Snowflake and BigQuery are quite expensive for big datasets.
Databricks Delta Lake has some use cases, but there are some aspects that are rough around the edges. vacuuming is very slow, the design decision to store partitioned data on disk in folders has certain pros / cons, etc.
There are a lot of great products in the data lake space, but lots more innovation is needed going forward.
> Snowflake and BigQuery are quite expensive for big datasets.
This is just flatly untrue---they are nearly the same cost/TB as object storage, and they store everything in compressed columnarized format, so they're about as efficient as you can get.
I have heard many people make the same claim. I can't figure it out. Is there something wrong with my calculator???

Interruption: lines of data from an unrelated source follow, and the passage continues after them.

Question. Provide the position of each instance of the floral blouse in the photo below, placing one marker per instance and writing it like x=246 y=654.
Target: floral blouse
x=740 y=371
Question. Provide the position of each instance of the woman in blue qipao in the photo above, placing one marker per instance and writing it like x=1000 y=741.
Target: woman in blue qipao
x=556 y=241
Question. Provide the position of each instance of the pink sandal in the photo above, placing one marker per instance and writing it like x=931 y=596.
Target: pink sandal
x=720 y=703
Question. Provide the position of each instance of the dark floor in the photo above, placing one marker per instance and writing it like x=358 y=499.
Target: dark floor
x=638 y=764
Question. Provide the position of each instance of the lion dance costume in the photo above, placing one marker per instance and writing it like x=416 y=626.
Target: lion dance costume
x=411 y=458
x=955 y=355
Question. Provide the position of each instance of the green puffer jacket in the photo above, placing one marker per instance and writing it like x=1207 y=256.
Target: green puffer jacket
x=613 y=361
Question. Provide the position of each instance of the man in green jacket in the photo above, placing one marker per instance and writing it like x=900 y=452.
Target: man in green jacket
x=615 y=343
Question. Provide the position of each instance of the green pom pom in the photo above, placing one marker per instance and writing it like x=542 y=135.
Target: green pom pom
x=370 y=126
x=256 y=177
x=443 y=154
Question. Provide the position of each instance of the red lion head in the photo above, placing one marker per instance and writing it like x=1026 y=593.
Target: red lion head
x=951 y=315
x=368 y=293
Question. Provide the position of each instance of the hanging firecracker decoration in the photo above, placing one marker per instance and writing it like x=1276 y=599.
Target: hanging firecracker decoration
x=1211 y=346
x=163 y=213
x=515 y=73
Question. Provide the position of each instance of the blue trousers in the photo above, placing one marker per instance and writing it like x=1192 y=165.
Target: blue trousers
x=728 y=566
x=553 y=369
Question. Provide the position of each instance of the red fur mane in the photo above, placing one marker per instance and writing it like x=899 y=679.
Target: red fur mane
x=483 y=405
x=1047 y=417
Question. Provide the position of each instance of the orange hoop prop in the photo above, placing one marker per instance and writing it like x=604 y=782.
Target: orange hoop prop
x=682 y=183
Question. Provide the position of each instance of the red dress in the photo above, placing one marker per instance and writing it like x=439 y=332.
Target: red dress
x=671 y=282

For sure, but you're not going to fix that by making your own data lake using, for example, Parquet-on-S3. You're still going to pay the cost of compute when you analyze that data, and a well-optimized commercial database system is extremely hard to beat. Even if you look at Presto, and you exclude the people costs of managing it yourself, it still can't beat the commercial systems: https://fivetran.com/blog/warehouse-benchmark
That's because Snowflake happens to charge relatively little for backing storage at the moment. As I recall it's about the same as object storage. Virtual data warehouses on the other hand are quite expensive, especially if they have a lot of compute.
Databricks Delta Lake has some use cases, but there are some aspects that are rough around the edges. vacuuming is very slow, the design decision to store partitioned data on disk in folders has certain pros / cons, etc.
There are a lot of great products in the data lake space, but lots more innovation is needed going forward.